One number that went up: the proportion of students qualifying as
college and/or career ready, which rose to 47 percent in 2011-12, from
38 percent the previous year. Mr. Holliday attributed that rise to the
state creating more career pathways and bringing more introductory
college courses to high school seniors to prevent the need for
postsecondary remediation.
“To get that much improvement in the first year is extraordinary, I
think,” said Bob King, the president of the Kentucky Council on
Postsecondary Education, based in Frankfort, Ky.
Preparing the Public
To combat a potential public backlash from the lower scores, Mr.
Holliday noted that he had enlisted the Kentucky Chamber of Commerce as
part of a yearlong public relations campaign.
Florida schools earlier this year endured a significant backlash
when proficiency rates on its state writing tests dropped by two-thirds
after a tougher grading system was introduced, forcing the state school
board to change the test’s cutoff score retroactively.
“We knew the scores were going to drop, but this is the
right thing for our kids, our schools,” he said. “You’re going to see
quite a different reaction in Kentucky because we watched what happened
everywhere else,” Mr. Holliday said.
But the transition for schools can be disappointing for some,
especially in the short term. Carmen Coleman, the superintendent of the
Danville Independent district, said she was proud of how the school
system had progressed over the past three years from a ranking of 110th
to 24th among the state’s 174 districts, only to tumble back to the
middle of the pack in the newest rankings of school districts.
“It’s a tough blow for teachers and students,” she said.
The Kentucky PTA has received grant money from the National PTA to
educate parents and others about the new standards, but the state
group’s president, Teri Gale, said it doesn’t mean people won’t be
caught off guard by the lower-than-usual results.
“They’ve heard us talk about it. They’ve seen the newscasts and
everything,” Ms. Gale said. “But until they actually see the scores, I
don’t think it’s going to hit home that this is what we were talking
about.
Related story at
State Ed Watch:
So we've provided you with a lot of election coverage
here at Education Week, but this week perhaps the biggest piece of K-12
news comes from Kentucky, when the first set of results from tests
based on the Common Core State Standards have been released.
You can read my story on the results here.

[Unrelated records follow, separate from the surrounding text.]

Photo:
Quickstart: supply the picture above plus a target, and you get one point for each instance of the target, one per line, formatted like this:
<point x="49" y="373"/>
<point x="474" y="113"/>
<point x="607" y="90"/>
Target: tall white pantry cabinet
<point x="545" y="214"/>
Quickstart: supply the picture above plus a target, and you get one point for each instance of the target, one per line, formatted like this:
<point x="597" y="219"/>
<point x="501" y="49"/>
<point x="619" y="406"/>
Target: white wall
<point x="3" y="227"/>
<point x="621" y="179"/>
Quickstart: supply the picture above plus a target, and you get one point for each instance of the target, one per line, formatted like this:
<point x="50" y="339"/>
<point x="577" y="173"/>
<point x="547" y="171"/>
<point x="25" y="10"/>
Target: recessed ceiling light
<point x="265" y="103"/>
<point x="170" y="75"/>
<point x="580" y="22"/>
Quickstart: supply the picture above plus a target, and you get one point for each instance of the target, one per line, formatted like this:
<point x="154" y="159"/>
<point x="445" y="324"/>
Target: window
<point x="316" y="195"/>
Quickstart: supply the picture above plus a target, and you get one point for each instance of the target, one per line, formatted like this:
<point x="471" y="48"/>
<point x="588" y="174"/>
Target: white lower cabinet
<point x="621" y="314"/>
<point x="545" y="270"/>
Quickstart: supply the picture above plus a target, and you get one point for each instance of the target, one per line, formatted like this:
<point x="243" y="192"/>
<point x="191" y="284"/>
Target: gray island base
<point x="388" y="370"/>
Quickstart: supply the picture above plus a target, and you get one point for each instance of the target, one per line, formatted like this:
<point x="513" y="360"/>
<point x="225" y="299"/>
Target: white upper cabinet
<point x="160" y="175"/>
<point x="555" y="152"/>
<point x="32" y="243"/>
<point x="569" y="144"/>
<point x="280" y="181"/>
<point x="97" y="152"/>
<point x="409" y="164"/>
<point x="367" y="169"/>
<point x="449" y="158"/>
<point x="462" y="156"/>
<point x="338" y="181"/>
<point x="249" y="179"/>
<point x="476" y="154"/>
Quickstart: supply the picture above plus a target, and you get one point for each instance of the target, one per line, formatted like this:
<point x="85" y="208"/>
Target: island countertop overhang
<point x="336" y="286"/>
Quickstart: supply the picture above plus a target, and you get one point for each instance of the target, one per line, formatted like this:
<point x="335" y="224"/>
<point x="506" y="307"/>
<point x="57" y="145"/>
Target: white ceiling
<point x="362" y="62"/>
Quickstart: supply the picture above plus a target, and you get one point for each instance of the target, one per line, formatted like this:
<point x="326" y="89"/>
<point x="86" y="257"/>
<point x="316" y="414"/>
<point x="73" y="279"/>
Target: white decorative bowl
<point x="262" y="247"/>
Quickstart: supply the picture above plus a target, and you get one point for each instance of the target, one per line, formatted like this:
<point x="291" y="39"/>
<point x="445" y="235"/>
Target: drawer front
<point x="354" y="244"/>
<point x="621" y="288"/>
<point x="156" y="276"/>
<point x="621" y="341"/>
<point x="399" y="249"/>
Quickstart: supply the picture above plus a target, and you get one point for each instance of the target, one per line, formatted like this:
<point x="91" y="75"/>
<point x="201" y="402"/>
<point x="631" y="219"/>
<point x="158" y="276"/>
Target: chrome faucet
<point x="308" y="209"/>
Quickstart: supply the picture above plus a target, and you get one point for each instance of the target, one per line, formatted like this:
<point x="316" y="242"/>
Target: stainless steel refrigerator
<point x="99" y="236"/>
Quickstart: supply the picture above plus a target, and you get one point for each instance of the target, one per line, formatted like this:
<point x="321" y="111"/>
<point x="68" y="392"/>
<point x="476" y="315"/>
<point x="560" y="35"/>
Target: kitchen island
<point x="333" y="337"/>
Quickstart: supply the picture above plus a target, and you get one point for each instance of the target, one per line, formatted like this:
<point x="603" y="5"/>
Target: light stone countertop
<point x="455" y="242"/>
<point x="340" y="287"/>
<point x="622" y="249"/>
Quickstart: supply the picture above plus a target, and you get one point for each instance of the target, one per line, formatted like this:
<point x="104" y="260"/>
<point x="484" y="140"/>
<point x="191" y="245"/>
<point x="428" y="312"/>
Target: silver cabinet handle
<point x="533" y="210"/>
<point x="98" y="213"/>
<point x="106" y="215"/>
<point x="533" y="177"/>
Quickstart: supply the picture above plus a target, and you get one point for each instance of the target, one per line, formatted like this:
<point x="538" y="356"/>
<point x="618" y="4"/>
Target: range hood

The highlight is that proficiency rates on the K-PREP tests for grades
3-8 dropped by roughly a third from their 2011 levels, although in
middle school math the plunge reached 45 percent. But when I spoke to
him, state Education Commissioner Terry Holliday said that Bluegrass
State students actually beat the predictions
for how well they would score, and attributed that relative success to
the good teaching in classrooms this year, the first the common
standards were implemented in Kentucky.
Is Holliday right? Or are the tests (which are not the common core
tests being developed by the two state consortia for 2014-15) not really
as rigorous as they should be? Both points of view are represented in
my story. But there's no doubt school officials across the country are
looking at the results, which could be a sign of things to come for
administrators, parents, teachers and students used to seeing relatively
high proficiency rates on accountability tests.
1 comment:
It's interesting! One comment says one cannot compare the new test with the old. The next set of comments does just that. In the early days of proficiency levels in NAEP it was said that such cut-points are arbitrary but not capricious. I think Kentucky now has both.
It would be interesting to compare rank orders of schools prior to KERA and those obtained in the latest testing. Looks to me like the rich remain rich or richer and nothing has changed for poor schools.